Warum muss er – privat auf Pump so klein gemacht – im Dienst am Vaterland im Berliner Schloss trotzdem auf Weißes Haus machen? Das alles wirkt seltsam angesichts der Fotos von Wulffs Walmdach in Großburgwedel, dem Biederbackstein darunter, den Freitreppen davor und dem Glacis aus tadellos gestutztem Rasen. Hoffen wir auf das neue Jahr und eine andere Inszenierung zum nächsten Weihnachtsfest!

2 Endlich angekommen

In Lateinamerika haben sie Angela Merkel gerade zur „Persönlichkeit des Jahres 2011“ gekürt. Die deutsche Kanzlerin habe die Fähigkeit „Krisen zu bewältigen und einen kühlen Kopf auch in sehr kritischen Situationen zu behalten“, fanden Zeitungsherausgeber aus elf Ländern.
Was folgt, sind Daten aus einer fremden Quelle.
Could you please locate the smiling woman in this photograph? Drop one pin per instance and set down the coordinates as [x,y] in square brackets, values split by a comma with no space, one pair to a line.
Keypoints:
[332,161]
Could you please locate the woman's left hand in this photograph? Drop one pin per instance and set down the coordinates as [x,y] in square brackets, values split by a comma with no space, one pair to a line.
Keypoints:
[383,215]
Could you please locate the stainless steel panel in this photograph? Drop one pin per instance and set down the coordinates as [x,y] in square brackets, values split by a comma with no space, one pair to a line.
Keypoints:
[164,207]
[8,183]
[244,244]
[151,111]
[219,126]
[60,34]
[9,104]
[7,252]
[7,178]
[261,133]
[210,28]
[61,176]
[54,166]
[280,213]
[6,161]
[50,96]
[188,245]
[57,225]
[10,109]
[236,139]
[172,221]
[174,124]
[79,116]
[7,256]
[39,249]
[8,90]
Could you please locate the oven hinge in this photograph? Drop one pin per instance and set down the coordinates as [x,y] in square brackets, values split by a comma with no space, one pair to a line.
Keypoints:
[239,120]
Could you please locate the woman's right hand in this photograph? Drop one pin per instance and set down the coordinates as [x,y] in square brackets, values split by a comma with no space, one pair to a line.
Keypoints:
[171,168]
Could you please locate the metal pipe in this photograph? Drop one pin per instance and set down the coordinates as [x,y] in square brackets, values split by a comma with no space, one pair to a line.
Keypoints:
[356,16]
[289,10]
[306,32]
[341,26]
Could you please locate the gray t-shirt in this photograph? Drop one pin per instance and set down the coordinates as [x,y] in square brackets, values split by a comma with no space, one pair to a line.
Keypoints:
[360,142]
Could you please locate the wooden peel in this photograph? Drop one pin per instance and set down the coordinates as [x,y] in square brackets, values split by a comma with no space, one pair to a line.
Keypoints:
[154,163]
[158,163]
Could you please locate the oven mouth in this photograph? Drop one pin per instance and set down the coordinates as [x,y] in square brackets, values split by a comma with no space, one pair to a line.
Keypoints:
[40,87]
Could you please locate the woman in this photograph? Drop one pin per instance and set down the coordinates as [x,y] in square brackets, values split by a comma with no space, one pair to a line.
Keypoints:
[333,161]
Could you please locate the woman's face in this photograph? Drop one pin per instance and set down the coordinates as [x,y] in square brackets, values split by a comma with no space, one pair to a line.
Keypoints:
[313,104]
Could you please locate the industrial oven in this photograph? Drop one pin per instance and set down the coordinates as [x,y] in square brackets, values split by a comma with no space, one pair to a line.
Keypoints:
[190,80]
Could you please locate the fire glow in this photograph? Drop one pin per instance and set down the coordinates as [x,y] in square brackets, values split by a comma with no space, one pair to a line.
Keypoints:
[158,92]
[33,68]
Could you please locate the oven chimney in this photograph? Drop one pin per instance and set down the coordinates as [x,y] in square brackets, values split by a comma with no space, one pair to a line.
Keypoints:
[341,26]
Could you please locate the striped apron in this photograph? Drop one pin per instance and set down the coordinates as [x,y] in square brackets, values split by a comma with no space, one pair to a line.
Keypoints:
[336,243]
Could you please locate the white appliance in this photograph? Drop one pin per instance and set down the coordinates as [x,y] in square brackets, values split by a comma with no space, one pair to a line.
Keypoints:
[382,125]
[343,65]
Tatsächlich hat die Bundeskanzlerin selbst in Deutschland zuletzt eher gute Noten für ihr Beharrungsvermögen in der Euro-Krise bekommen. Nach sechs Jahren im Amt scheint sie ihre Rolle gefunden zu haben. Europa-Partner Sarkozy wirkt meist nur noch wie „der Mann an ihrer Seite“, der zwar auf Augenhöhe mit ihr in die Kameras lächeln darf (was Gernegroß Sarkozy an sich ja schon viel bedeutet), hinter verschlossenen Türen aber nicht mehr viel zu sagen hat. Berlusconi ist Geschichte, Cameron geht eigene Wege, die anderen Partner haben sich der deutschen Führung mehr oder weniger widerwillig angeschlossen – die stets wiederkehrenden Karikaturen von Merkel wahlweise im Domina- oder Nazikostüm dürften auch Polen und Briten nur noch langweilen. In Deutschland wird über das Äußere der Kanzlerin ohnehin nicht mehr gesprochen. Auch in dieser Hinsicht scheint ihr Stil endgültig akzeptiert zu sein: schlichte Anzüge, gelegentlich eine neue Blazerfarbe, 2011 kam schokobraun hinzu, dann und wann eine neue Kette oder Handtasche. Ihre aktuelle, orangefarbene Tasche trägt die Kanzlerin mit dem ihr eigenen Humor. Und ob es Zufall war, dass sie ausgerechnet beim Empfang mit den deutschen Bischöfen am Vorabend des Papstbesuchs eine kardinalrote Jacke trug? Kleiderfragen sind Machtfragen, das weiß sie sehr genau. Vorbei sind allerdings die Zeiten, da Merkel bei den Bayreuther Festspielen selbstbewusst mit Mann und Federboa auftrat oder gar im tief dekolletierten Kleid wie 2008 in der Osloer Oper. Seit der Bayreuther Schweißfleck-Affäre, ebenfalls 2008, gilt auch hier: keine Experimente. Dabei könnte sie sich das längst wieder leisten.